Handle Outliers

class handle_outliers.DBSCANOutlierDetector(eps: float = 0.5, min_samples: int = 5, **kwargs: Any)[source]

Detects outliers using the DBSCAN method.

fit(X: DataFrame, y: Series | None = None) DBSCANOutlierDetector[source]

Fits the DBSCAN model.

Parameters:
  • X (pd.DataFrame) – Input DataFrame.

  • y (pd.Series, optional) – Target variable (not used).

Returns:

Fitted detector.

Return type:

DBSCANOutlierDetector

get_outliers() Series[source]

Returns a boolean Series indicating outliers.

Returns:

Boolean Series indicating True for outliers.

Return type:

pd.Series

transform(X: DataFrame) DataFrame[source]

Removes outliers from the dataset.

Parameters:

X (pd.DataFrame) – Input DataFrame.

Returns:

DataFrame with outliers removed.

Return type:

pd.DataFrame

class handle_outliers.IQRBasedOutlierDetector(factor: float = 1.5)[source]

Detects outliers using the Interquartile Range (IQR) method.

fit(X: DataFrame, y: Series | None = None) IQRBasedOutlierDetector[source]
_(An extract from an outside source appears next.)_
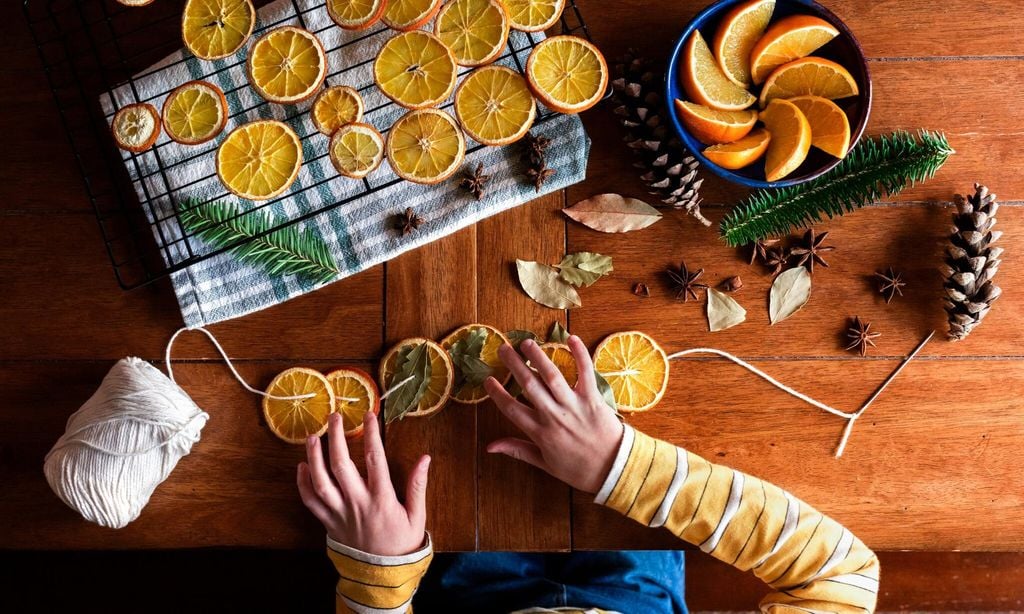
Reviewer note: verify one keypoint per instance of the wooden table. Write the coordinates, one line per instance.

Calculates IQR for the dataset.

Parameters:
  • X (pd.DataFrame) – Input DataFrame.

  • y (pd.Series, optional) – Target variable (not used).

Returns:

Fitted detector.

Return type:

IQRBasedOutlierDetector

get_outliers() DataFrame[source]

Returns a boolean DataFrame indicating outliers.

Returns:

Boolean DataFrame indicating True for outliers.

Return type:

pd.DataFrame

transform(X: DataFrame) DataFrame[source]

Removes outliers from the dataset.

Parameters:

X (pd.DataFrame) – Input DataFrame.

Returns:

DataFrame with outliers removed.

Return type:

pd.DataFrame

class handle_outliers.IsolationForestOutlierDetector(contamination: float = 0.1, random_state: int | None = None, **kwargs: Any)[source]

Detects outliers using the Isolation Forest method.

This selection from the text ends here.